Böylesi bir teknoloji çağında bilişimin çok büyük öneme haiz olduğu bir dönemde Kıbrıs’ın Kuzey’inde hemen hemen hiç bir alanda veriye dayalı istatistiki bir bilgiye sahip değiliz.
Oysa bu çok önemli bir unsurdur devletlerin belirlediği yönetim stratejilerinde.
Peki neden önemli?
Çünkü istatistik belirli bir amaç için veri toplama, tablo ve grafiklerle özetleme, sonuçları yorumlama, sonuçların güven derecelerini açıklama, örneklerden elde edilen sonuçları kitle için genelleme, özellikler arasındaki ilişkiyi araştırma, çeşitli konularda geleceğe ilişkin tahmin yapma, deney düzenleme ve gözlem ilkelerini kapsayan bir bilimdir. Belirli bir amaç için verilerin toplanması, sınıflandırılması, çözümlenmesi ve sonuçlarının yorumlanması esasına dayanır.
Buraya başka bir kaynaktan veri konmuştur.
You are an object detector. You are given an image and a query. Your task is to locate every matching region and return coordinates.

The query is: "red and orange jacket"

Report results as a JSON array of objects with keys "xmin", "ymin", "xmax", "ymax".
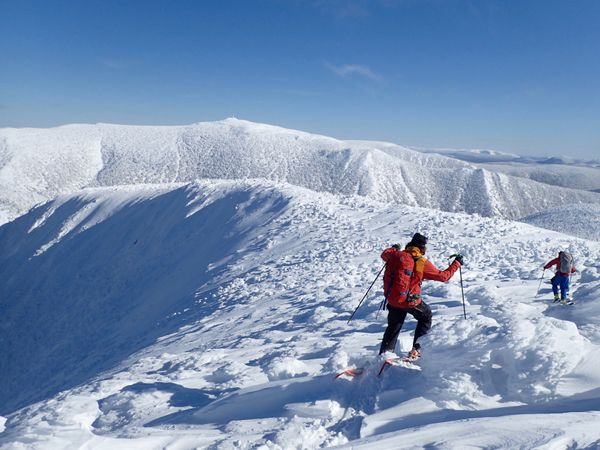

Fizik doğa bilimler ve sosyal bilimlere kadar geniş bir yelpaze ağında uygulanabilmektedir. Aynı zamanda iş dünyası ve hükûmetle ilişkili tüm alanlarda karar almak amacıyla kullanılır. İstatistik yukarıdaki anlamıyla tekildir. Sözcüğün çoğul anlamı, 'sistemli bir şekilde toplanan sayısal bilgiler'dir. Örnek olarak nüfus istatistikleri, çevre istatistikleri, spor istatistikleri, milli eğitim istatistikleri verilebilir.
İstatistiği öğrenmedeki amaç, bir araştırmada elde edilen verilerin uygun istatiksel yöntemler kullanılarak yorumlanacağını bilmektir.
Kısacası elinizde verilere dayalı istatistiki bilgi yoksa hiç bir alanda yönetim stratejisi belirleyemezsiniz.
20. yüzyılın son çeyreğiyle birlikte hız kazanan ekonomik, siyasal ve teknolojik gelişmeler kamu yönetimini de derinden etkilemiş; kamu hizmeti ve kamu yönetimi anlayışında ciddi değişimlere yol açmıştır. Yaşanan bu değişim ve dönüşümde küreselleşme, hızlanan teknolojik gelişme, devletler arasındaki karşılıklı bağımlılığın giderek derinleşmesi, toplumların ihtiyaç ve beklentilerinin çeşitlenmesi, demokratikleşme akımları, karar alma süreçlerinde katılımcılık ve sivil toplum bilincinin gelişmesi gibi etmenler önemli rol oynamaktadır.
Çevrede meydana gelen bu gelişmelere bağlı olarak kamu kesimi ve özel sektör arasındaki sınırlar aşınmış ve kamu ile özel sektörün yakınsamasına tanık olunmuştur. Hemen hemen tüm ülkelerde vatandaşlar özel sektörde uygulanan yönetim tekniklerinin kamu kesiminde de uygulanmasını talep etmeye başlamışlardır. Genel olarak özel sektör uygulamalarının kamu hizmet sunumu süreçlerinde kullanılması tüm dünyada yaygın bir reform eğilimi olarak ortaya çıkmıştır.
Kamu idarelerinde stratejik yönetimin gerektirdiği dönüşümün sürdürülmesi, yönetsel kararların stratejik planlara dayanan, orta ve uzun vadeli bakış açısı ile şekillendirilmesine ve kamu idarelerinde mevcut idari ve beşeri kapasitenin, stratejik yönetim anlayışı doğrultusunda geliştirilecek, yönetim kültürünün yeni yapıya uyarlanmasına bağlıdır. Stratejik yönetim kültürü formel ve teknik süreçlerden çok davranışsal ve kültürel değişimi ve paydaşlar ve aktörler arası etkileşim ve karşılıklı öğrenme platformları oluşturulmasını da gerektiren uzun soluklu çalışmaları içermektedir.